A Gathering of Gargoyles by Meredith Ann Pierce: B+

From the back of the book, with edits for spoilers:
Aeriel may’ve done something interesting in book one, but the Witch is far from defeated! Her evil vampyre sons continue to blight the lands, defeating even the warders created by the Old Ones to protect them. There is but a single hope for the Witch’s defeat—solving an ancient, mysterious riddle.

So, Aeriel sets off to solve the riddle, sailing across a sea of dust and straight into the worst of the Witch’s terrors. But if Aeriel is to save the world, she will have to overcome the Witch’s darkangel sons and ultimately confront their terrifying mother face-to-face.

My enjoyment of this book was stymied by a few annoying things right off the bat. First, in the first book in this series, there wasn’t any mention of people with weird-colored skin. I’d swear, although I don’t have the first book to consult, that Aeriel was described as having a tan/rose complexion before the sun bleached her more fair. Now, they say she’s white, but it’s clear she was once mauve. And there’s all these blue and green skinned people and stuff.

Secondly, there’s the revisiting of scenes from book one and suddenly including some conversation that we never saw before, or a tidbit like, “Oh yeah, she gave those things names.” It makes it seem like the author wasn’t planning ahead. I would’ve preferred to have seen those conversations within the context of the scenes as they were taking place, then one could reflect back later and go ‘Ahh, I see’. I know this is YA, but c’mon.

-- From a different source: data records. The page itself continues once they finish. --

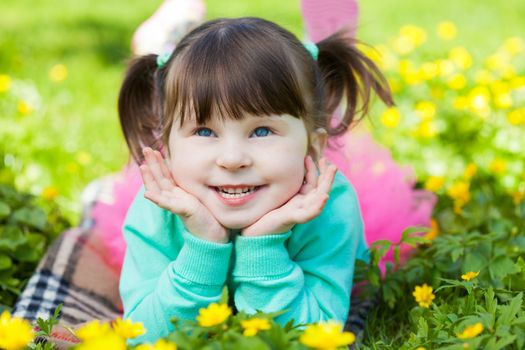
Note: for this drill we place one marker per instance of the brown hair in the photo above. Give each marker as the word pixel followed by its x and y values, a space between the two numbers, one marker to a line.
pixel 233 67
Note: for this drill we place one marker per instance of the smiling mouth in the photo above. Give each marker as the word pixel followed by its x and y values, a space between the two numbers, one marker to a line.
pixel 230 193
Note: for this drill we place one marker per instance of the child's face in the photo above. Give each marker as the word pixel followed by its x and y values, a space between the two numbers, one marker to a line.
pixel 265 152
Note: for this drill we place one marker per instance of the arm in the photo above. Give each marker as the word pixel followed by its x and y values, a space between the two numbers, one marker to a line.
pixel 308 270
pixel 167 271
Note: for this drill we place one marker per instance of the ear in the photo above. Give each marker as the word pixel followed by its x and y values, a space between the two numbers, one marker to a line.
pixel 318 141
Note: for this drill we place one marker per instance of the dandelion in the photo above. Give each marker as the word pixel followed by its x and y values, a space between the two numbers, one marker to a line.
pixel 15 333
pixel 483 77
pixel 423 295
pixel 326 335
pixel 161 344
pixel 447 30
pixel 471 331
pixel 126 329
pixel 106 341
pixel 426 109
pixel 469 275
pixel 461 57
pixel 457 82
pixel 434 230
pixel 434 183
pixel 58 73
pixel 24 107
pixel 516 116
pixel 49 193
pixel 460 193
pixel 93 330
pixel 213 315
pixel 5 82
pixel 391 117
pixel 498 166
pixel 254 325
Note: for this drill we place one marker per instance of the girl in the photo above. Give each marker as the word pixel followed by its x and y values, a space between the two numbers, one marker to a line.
pixel 241 111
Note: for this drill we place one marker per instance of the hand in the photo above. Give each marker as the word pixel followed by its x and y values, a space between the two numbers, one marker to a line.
pixel 162 190
pixel 307 204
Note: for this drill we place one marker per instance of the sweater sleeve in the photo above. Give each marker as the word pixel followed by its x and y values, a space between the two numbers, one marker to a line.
pixel 167 272
pixel 307 271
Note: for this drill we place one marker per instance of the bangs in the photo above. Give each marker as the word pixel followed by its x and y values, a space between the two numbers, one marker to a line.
pixel 235 69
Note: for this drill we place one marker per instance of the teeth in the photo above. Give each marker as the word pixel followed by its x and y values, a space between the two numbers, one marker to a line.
pixel 236 192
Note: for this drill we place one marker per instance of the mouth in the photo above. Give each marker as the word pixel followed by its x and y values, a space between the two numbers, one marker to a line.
pixel 234 192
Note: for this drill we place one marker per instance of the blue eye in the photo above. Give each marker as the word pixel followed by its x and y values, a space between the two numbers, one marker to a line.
pixel 262 131
pixel 205 132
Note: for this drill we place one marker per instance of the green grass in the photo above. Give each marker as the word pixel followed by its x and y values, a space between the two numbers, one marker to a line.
pixel 92 39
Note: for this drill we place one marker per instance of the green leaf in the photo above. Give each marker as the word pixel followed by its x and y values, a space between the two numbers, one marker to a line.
pixel 31 216
pixel 5 210
pixel 33 250
pixel 509 312
pixel 11 237
pixel 5 262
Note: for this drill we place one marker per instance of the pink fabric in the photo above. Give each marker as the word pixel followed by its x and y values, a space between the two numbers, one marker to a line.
pixel 389 203
pixel 325 17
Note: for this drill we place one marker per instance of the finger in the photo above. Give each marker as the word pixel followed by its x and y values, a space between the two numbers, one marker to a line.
pixel 163 166
pixel 310 177
pixel 149 181
pixel 155 169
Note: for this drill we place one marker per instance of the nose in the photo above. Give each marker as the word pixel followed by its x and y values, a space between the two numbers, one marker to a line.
pixel 234 157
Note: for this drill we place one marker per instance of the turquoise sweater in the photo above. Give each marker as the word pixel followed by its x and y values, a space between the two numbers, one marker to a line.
pixel 308 271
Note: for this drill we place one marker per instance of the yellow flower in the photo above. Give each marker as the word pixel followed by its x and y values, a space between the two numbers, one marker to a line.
pixel 471 331
pixel 470 171
pixel 254 325
pixel 49 193
pixel 391 117
pixel 434 230
pixel 434 183
pixel 483 77
pixel 447 30
pixel 126 329
pixel 461 57
pixel 460 103
pixel 106 341
pixel 162 344
pixel 516 116
pixel 457 82
pixel 93 330
pixel 469 275
pixel 426 129
pixel 213 315
pixel 58 73
pixel 518 196
pixel 326 335
pixel 460 193
pixel 15 333
pixel 498 166
pixel 24 107
pixel 426 109
pixel 423 295
pixel 5 82
pixel 429 70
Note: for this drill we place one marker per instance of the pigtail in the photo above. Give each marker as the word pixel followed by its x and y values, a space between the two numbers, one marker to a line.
pixel 347 72
pixel 139 106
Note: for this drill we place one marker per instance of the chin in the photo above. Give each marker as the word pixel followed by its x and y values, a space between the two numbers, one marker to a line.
pixel 236 224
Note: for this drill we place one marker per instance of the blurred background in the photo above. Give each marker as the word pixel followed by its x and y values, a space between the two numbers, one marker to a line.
pixel 456 67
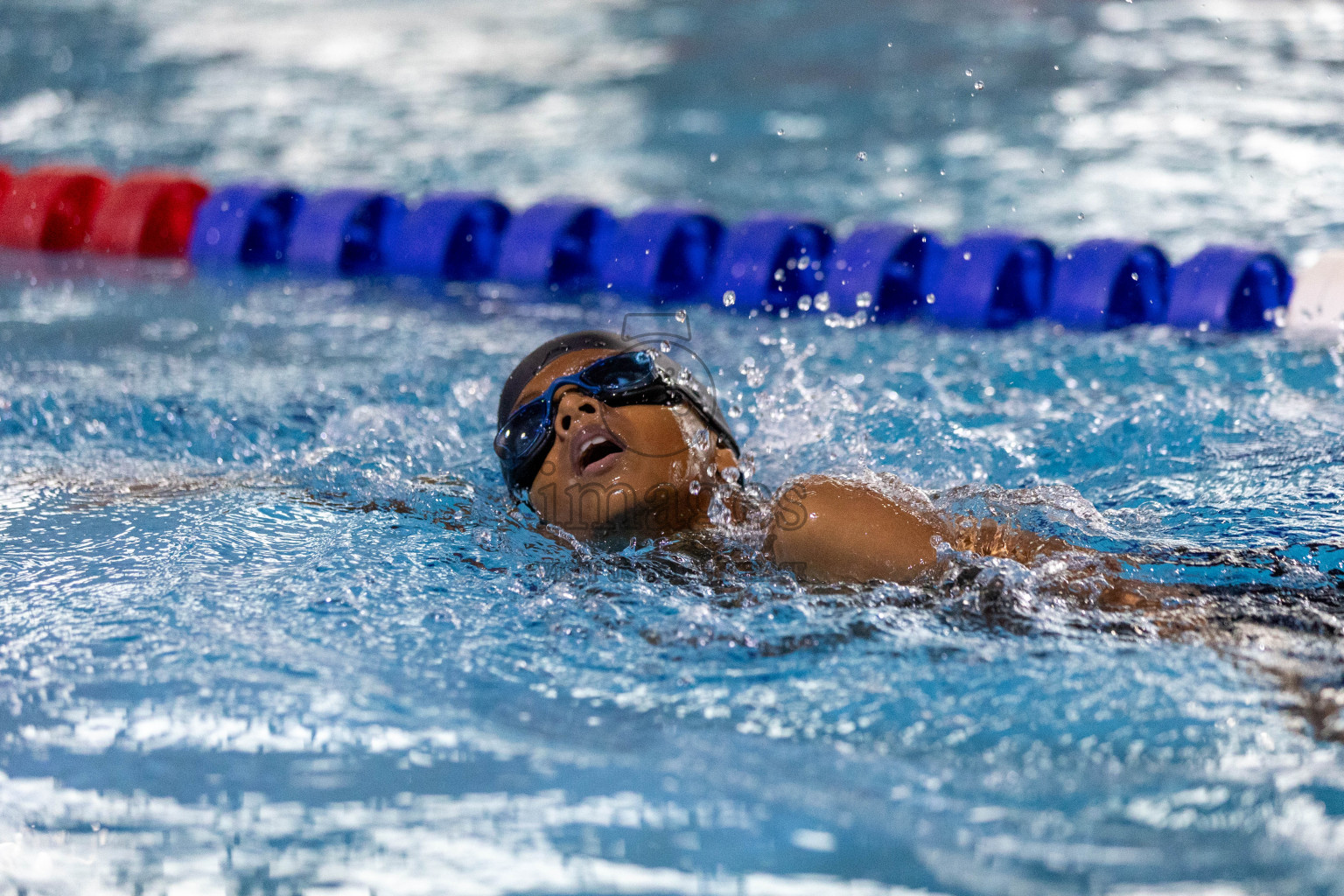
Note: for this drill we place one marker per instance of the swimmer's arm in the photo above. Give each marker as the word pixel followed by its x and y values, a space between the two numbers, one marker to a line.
pixel 831 529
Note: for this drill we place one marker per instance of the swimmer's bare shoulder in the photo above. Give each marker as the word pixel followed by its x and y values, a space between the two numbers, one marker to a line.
pixel 828 528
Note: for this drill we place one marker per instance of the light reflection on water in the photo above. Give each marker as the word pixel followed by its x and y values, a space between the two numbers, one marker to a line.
pixel 230 664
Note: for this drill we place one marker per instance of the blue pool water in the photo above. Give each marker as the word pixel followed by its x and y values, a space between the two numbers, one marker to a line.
pixel 268 625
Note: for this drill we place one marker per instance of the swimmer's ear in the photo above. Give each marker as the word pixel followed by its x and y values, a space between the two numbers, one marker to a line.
pixel 724 457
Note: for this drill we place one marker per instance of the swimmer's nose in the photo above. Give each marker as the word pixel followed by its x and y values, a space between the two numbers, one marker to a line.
pixel 571 410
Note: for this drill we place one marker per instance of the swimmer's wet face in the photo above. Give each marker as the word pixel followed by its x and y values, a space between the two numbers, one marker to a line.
pixel 641 468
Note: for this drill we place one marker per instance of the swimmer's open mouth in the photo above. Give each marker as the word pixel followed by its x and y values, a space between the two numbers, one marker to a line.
pixel 596 453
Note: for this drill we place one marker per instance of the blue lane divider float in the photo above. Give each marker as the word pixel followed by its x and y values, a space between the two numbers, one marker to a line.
pixel 344 231
pixel 990 281
pixel 451 235
pixel 886 269
pixel 243 225
pixel 1226 288
pixel 772 263
pixel 1103 284
pixel 559 245
pixel 664 254
pixel 764 265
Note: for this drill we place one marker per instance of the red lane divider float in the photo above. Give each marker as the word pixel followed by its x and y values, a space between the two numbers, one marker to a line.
pixel 148 214
pixel 52 208
pixel 772 265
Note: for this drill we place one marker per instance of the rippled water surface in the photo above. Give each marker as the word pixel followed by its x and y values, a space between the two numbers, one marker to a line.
pixel 269 625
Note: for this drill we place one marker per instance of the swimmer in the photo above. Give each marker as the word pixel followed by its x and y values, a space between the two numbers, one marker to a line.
pixel 604 437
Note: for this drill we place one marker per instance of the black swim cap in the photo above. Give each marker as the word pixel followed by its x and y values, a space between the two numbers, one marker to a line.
pixel 561 346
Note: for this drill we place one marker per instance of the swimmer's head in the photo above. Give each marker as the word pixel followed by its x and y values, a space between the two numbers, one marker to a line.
pixel 634 444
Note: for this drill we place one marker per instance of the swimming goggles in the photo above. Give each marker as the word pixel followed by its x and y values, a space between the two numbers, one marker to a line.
pixel 631 378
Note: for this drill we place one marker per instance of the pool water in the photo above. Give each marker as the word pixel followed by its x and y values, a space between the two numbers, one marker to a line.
pixel 269 625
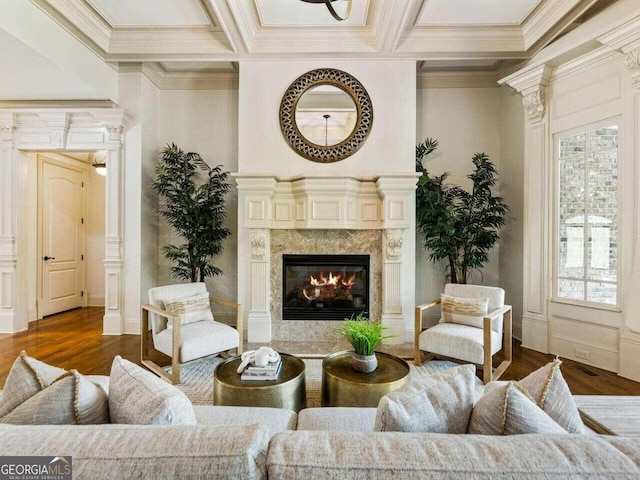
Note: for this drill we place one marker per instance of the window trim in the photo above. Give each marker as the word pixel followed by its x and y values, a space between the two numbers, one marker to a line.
pixel 555 228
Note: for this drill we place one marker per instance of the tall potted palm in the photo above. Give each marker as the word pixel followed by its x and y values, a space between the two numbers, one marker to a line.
pixel 458 226
pixel 192 200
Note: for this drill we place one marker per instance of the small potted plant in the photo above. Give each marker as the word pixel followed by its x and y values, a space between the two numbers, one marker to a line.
pixel 364 335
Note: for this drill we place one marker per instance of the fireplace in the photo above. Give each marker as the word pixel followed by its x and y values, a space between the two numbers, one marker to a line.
pixel 324 287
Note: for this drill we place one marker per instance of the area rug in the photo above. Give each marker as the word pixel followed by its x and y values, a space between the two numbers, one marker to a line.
pixel 197 378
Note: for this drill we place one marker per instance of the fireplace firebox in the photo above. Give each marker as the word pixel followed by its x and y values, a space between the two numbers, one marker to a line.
pixel 324 287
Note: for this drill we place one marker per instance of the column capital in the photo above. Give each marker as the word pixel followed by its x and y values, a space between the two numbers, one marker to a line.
pixel 8 125
pixel 632 61
pixel 532 83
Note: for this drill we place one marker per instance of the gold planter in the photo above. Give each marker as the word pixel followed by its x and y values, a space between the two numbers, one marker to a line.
pixel 342 386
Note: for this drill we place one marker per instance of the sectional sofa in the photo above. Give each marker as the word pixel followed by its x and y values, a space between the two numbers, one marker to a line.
pixel 259 443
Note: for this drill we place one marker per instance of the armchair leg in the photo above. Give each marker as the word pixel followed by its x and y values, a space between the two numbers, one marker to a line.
pixel 174 378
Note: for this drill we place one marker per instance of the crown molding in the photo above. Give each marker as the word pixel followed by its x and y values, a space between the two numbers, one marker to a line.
pixel 245 18
pixel 458 79
pixel 84 18
pixel 547 15
pixel 529 78
pixel 595 57
pixel 507 38
pixel 56 104
pixel 166 80
pixel 624 38
pixel 168 40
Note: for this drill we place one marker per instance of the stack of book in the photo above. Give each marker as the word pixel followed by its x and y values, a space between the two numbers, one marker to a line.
pixel 269 372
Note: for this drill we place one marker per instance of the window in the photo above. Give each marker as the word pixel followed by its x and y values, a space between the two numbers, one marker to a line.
pixel 587 266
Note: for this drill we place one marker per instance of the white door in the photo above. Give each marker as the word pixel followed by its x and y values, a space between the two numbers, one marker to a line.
pixel 61 207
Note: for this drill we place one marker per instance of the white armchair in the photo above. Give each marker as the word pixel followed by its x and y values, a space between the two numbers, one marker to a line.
pixel 463 337
pixel 183 328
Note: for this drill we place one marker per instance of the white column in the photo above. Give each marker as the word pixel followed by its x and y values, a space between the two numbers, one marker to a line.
pixel 255 195
pixel 398 250
pixel 532 84
pixel 259 321
pixel 10 320
pixel 392 283
pixel 113 323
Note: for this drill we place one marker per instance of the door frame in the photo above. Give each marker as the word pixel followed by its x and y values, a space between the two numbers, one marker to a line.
pixel 78 128
pixel 58 159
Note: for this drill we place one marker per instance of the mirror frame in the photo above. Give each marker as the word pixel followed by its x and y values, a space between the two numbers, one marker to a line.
pixel 345 82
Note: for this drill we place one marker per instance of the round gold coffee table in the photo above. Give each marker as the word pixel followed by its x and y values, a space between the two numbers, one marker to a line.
pixel 288 391
pixel 342 386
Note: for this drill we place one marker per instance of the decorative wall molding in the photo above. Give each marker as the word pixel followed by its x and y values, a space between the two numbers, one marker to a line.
pixel 632 62
pixel 268 202
pixel 531 83
pixel 183 80
pixel 394 240
pixel 465 79
pixel 535 104
pixel 58 129
pixel 259 241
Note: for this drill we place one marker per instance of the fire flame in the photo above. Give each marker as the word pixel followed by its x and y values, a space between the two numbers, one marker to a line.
pixel 349 282
pixel 332 280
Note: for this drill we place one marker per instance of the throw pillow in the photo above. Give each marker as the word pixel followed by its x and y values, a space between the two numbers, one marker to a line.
pixel 69 400
pixel 192 308
pixel 464 311
pixel 27 377
pixel 509 410
pixel 439 404
pixel 138 397
pixel 550 391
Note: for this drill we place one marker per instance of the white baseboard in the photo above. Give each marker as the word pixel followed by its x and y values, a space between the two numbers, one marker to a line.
pixel 630 356
pixel 535 334
pixel 95 300
pixel 132 326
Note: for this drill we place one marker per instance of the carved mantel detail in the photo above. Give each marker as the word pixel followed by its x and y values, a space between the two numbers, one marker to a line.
pixel 114 133
pixel 394 240
pixel 259 244
pixel 632 61
pixel 534 104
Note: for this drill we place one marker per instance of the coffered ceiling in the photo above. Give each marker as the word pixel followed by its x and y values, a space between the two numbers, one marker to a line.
pixel 180 37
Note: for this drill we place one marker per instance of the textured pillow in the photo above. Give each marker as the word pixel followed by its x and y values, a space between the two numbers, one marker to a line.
pixel 69 400
pixel 439 404
pixel 464 311
pixel 509 410
pixel 137 396
pixel 550 391
pixel 192 308
pixel 27 377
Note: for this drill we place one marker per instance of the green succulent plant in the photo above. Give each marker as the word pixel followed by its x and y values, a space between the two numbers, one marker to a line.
pixel 363 334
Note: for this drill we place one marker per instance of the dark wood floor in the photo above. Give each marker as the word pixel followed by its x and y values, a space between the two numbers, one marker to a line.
pixel 74 340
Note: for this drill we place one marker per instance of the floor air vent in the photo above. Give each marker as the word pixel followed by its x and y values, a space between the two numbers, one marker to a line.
pixel 586 371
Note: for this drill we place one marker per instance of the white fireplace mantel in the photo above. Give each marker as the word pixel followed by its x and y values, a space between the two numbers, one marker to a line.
pixel 267 202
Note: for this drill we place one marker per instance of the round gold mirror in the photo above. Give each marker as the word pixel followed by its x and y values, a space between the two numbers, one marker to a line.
pixel 326 115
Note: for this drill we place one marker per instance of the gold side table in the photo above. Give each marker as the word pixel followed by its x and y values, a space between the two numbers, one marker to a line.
pixel 342 386
pixel 289 391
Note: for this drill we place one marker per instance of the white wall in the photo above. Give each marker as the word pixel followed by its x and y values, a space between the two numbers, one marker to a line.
pixel 511 188
pixel 464 121
pixel 206 122
pixel 138 96
pixel 51 54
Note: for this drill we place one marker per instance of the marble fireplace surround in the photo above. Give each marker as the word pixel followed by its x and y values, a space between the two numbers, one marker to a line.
pixel 325 215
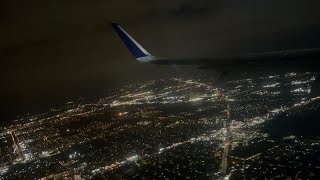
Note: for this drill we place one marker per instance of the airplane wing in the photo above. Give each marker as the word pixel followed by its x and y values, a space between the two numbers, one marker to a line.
pixel 295 60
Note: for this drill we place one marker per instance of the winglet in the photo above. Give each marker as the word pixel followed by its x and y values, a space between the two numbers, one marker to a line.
pixel 134 47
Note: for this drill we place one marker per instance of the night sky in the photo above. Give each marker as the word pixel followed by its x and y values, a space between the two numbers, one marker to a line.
pixel 55 51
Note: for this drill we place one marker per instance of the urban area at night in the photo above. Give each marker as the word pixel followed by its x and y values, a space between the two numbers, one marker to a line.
pixel 173 128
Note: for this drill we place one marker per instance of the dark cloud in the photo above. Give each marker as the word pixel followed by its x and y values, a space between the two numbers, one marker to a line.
pixel 52 51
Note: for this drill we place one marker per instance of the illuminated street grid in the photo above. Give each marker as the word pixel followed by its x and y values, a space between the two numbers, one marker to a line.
pixel 160 129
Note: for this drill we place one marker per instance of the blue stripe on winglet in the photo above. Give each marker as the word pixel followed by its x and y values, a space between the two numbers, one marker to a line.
pixel 131 45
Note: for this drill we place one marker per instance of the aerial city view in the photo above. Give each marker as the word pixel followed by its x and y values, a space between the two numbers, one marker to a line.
pixel 159 89
pixel 171 129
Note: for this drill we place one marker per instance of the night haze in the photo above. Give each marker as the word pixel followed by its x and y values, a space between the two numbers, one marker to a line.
pixel 75 103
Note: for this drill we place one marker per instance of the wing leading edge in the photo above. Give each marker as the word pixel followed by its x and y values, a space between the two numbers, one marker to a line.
pixel 299 60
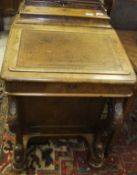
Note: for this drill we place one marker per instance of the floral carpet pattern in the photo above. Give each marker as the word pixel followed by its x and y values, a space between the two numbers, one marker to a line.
pixel 68 156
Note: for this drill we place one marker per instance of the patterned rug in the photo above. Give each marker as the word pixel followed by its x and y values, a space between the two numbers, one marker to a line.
pixel 68 156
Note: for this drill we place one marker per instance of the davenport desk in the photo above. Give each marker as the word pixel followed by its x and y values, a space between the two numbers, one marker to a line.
pixel 63 68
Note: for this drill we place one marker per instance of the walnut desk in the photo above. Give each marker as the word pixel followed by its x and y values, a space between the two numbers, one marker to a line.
pixel 59 75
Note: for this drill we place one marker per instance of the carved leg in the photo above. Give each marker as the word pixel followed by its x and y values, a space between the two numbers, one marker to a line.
pixel 97 152
pixel 116 123
pixel 104 138
pixel 14 125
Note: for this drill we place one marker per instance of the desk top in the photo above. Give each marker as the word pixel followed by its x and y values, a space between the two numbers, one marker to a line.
pixel 129 41
pixel 58 53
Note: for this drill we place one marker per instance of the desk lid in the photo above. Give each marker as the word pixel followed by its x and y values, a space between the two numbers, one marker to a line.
pixel 60 53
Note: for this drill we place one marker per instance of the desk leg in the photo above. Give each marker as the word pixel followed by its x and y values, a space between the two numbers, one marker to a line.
pixel 104 138
pixel 14 125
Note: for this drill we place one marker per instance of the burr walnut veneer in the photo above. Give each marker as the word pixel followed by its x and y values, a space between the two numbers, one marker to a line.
pixel 66 72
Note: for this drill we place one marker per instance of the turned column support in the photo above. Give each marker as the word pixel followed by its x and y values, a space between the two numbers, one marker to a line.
pixel 103 139
pixel 15 126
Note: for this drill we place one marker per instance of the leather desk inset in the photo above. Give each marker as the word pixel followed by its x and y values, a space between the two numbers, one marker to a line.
pixel 63 67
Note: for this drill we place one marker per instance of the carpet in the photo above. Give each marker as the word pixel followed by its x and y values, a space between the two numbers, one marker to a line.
pixel 68 156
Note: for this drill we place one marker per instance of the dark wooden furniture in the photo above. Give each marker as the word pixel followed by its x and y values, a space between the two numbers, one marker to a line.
pixel 8 8
pixel 67 73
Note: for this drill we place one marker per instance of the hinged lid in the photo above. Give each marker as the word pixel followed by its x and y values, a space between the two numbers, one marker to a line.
pixel 59 53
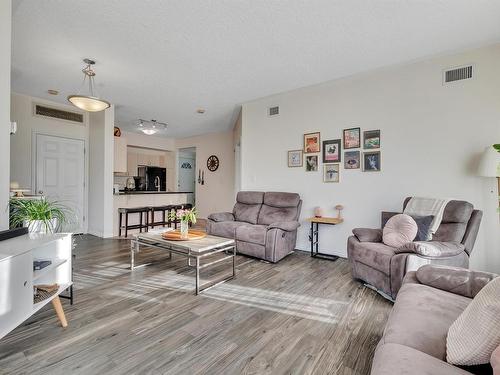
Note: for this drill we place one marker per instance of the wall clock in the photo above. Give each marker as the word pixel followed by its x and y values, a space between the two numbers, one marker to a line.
pixel 212 163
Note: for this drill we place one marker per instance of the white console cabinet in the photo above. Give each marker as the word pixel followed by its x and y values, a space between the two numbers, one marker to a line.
pixel 17 277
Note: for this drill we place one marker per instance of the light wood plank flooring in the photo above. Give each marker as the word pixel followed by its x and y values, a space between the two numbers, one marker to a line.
pixel 300 316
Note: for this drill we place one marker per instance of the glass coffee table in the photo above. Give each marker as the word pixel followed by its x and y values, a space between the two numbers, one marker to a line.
pixel 194 250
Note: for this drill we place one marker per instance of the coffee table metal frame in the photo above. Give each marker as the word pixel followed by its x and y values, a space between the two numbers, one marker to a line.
pixel 180 248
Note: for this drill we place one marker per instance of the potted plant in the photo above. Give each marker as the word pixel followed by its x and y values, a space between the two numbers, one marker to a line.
pixel 184 216
pixel 39 215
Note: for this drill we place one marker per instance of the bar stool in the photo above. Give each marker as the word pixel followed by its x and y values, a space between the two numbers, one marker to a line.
pixel 143 214
pixel 165 210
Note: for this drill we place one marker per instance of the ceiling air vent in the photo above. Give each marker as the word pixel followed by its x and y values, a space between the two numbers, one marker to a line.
pixel 58 113
pixel 274 111
pixel 458 74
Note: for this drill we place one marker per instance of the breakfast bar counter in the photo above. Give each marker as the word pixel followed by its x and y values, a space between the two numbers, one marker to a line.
pixel 146 199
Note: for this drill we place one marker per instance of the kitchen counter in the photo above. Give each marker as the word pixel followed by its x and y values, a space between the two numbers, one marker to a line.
pixel 152 192
pixel 146 199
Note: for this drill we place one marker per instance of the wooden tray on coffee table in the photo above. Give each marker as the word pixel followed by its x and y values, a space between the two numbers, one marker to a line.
pixel 175 235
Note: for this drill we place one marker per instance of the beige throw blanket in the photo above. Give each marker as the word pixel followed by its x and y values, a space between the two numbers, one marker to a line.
pixel 418 206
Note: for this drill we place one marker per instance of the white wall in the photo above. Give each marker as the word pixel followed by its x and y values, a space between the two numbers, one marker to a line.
pixel 5 52
pixel 218 192
pixel 101 143
pixel 432 136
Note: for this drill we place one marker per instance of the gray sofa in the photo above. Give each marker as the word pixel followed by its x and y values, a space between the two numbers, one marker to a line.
pixel 430 300
pixel 384 267
pixel 264 225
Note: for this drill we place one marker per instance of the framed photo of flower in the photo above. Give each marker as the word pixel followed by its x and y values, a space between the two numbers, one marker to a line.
pixel 312 143
pixel 371 161
pixel 312 163
pixel 331 172
pixel 295 158
pixel 352 138
pixel 371 139
pixel 332 151
pixel 352 160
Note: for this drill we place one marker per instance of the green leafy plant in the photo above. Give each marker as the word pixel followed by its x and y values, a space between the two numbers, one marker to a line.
pixel 185 215
pixel 31 210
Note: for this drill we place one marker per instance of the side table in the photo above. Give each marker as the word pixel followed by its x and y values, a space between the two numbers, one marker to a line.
pixel 314 235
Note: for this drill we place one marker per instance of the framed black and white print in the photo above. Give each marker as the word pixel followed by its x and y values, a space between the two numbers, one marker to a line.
pixel 352 138
pixel 371 139
pixel 332 151
pixel 295 158
pixel 352 160
pixel 371 161
pixel 331 172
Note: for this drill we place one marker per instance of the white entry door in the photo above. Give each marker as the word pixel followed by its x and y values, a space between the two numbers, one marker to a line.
pixel 60 175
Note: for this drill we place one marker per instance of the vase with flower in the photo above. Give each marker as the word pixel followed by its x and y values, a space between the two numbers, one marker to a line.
pixel 184 217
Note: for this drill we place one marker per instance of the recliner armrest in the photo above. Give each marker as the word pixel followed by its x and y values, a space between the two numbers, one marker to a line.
pixel 432 248
pixel 368 234
pixel 455 280
pixel 221 216
pixel 287 226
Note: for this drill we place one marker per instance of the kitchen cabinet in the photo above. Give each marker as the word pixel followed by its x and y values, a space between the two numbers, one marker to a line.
pixel 120 155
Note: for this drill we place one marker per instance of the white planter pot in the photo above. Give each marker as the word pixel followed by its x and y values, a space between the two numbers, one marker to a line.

J. K. Rowling does it just fine!

Thirdly, after a bit of an angsty beginning, Aeriel goes off alone. This part is so dull, just a description of the landscape she’s passing through. At least the concept of time was more clearly portrayed this time.

It took me ages just to get to page 100. After this point, however, she gets some companions and the story picks up and its enjoyment value greatly improves. The annoying elements were primarily confined to the beginning of the book, and I eventually managed to stop being irked about the skin color thing. I read from page 100 to the end (333) in a day.

The overall plot is pretty predictable. I mean, obviously, she’s gathering gargoyles from the title, but their significance is incredibly obvious. It’s a little much to believe that while Aeriel acquires them she is ignorant of this. Still, I look forward to seeing more of certain characters in book three, and now that I’m two-thirds through the series it’d just be dumb to drop it now.

The Darkangel by Meredith Ann Pierce: B+

From the back cover:
Aeriel is kidnapped by the Darkangel, swept up into his dozen black wings and carried to his distant keep. There she is to serve his brides—thirteen pitiful creatures who were once beautiful, before the Darkangel drained away their souls. Aeriel would free them, but now that she, too, is one of the Darkangel’s captives, she can do no other than obey—even while she knows she must destroy him.

For when he has found his final bride, he will come fully into his sinister powers. Aeriel must kill him first, even though deep within him is a spark of goodness that makes her love him—a spark that could redeem even his evil.

I realize now that I never actually read the back of the book before starting this. It sure makes Aeriel seem kind of… flighty. Oopsie, got kidnapped, now I take orders and swoon over Mr. Tall, Winged, and Evil. This really does her a disservice.

The beginning of the book was good and moved quickly, though in the middle section things dragged a little bit for me. Thankfully, the action picked up again at the end and events moved swiftly on to their conclusion. There were a few plot elements that were sort of obvious to me, but which might not have been so for a YA reader. They were resolved satisfactorily for the most part, though perhaps with a little too much convenient magic at hand. One further quibble is that I never really got a handle on the terms used for the passage of time, so I could never be quite sure how long things were taking, which was pretty annoying.

I’ve got the other two in the trilogy courtesy of my local library, so will be launching into them forthwith. I’ll have to think of my own description for the next one, because the back of it is super spoilery for The Darkangel.